A debt ceiling deal and a healthy employment report rallied stocks last week. The S&P 500 Index ended the week +1.7%, the Dow was +2.2%, and the NASDAQ was +1.8%. The 10-year U.S. Treasury note yield decreased to 3.693% at Friday’s close versus 3.820% the previous week.

The debt ceiling deal was passed by the House of Representatives and Senate and signed by President Biden ahead of the June 5th deadline. Next up is the June 14th Federal Open Market Committee (FOMC) rate decision. Recent comments by Fed officials about the possibility of a pause have reversed expectations from a week ago. Currently, there is a 77% expectation the FOMC takes a pause in the rate increase cycle at the June meeting. The last significant data point for Fed officials to consider is the May Consumer Price Index (CPI) report scheduled for June 13th prior to the FOMC meeting.

The U.S. economy produced 339,000 net new jobs in May versus an expectation of 190,000. The unemployment rate rose to 3.7% from 3.4% in April. Jobs gains were broad based across industries. Wage growth, while still healthy, slowed from April.

With 494 companies in the S&P 500 Index complete on first quarter earnings reporting, earnings for the period are expected to be nearly flat year-over-year with revenue growth of 3.6%. This is a healthy outperformance relative to initial expectations that earnings for the quarter would decline 5.2% year-over-year on revenue growth of 1.6%. Current expectations for full year 2023 earnings are an increase of 1.6% on revenue growth of 1.8%.

In our Dissecting Headlines section, we look at the student debt deadline.

 

Financial Market Update

 

Dissecting Headlines: Student Loans

One point in the debt ceiling bill was an end to the student loan payment pause. The pause is scheduled to end 60 days after June 30th, making loan payments due at the end of August.

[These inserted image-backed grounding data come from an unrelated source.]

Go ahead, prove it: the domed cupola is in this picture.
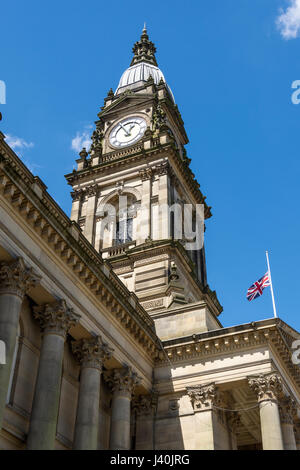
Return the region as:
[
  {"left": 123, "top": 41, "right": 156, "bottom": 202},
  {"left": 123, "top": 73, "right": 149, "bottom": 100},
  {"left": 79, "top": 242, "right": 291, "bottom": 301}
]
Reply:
[{"left": 115, "top": 26, "right": 175, "bottom": 102}]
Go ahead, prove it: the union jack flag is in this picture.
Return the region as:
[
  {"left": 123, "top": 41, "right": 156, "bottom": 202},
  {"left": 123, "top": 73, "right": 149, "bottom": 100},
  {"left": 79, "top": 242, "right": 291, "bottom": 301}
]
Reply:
[{"left": 246, "top": 272, "right": 270, "bottom": 301}]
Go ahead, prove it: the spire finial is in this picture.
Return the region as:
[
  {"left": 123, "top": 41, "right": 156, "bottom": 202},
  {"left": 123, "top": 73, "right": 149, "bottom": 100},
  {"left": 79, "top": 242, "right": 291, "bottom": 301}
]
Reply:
[{"left": 130, "top": 26, "right": 157, "bottom": 67}]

By having the re-start codified in the debt ceiling bill, it eliminates the potential that the president could unilaterally extend it again.

The debt ceiling bill did not block the president’s plan to cancel up to $20,000 in student loans per borrower. That will be left to a Supreme Court decision that is likely to be released by late June or early July. The Congressional Budget Office estimates the cost of the cancellation program to be $400 billion. Last week, the Senate voted to repeal the president’s relief program, but it is likely to be vetoed.

Federal student debt is approximately $1.6 trillion dollars and monthly payments total several billion dollars across the borrower base. The re-start of payments could have a ripple in the economy as that cash flow has been directed to other discretionary uses since payments were paused in March 2020. It could alter multiple discretionary spending categories, increase private refinancing and debt consolidation, and potential shifts in the labor market by borrowers needing to increase their income.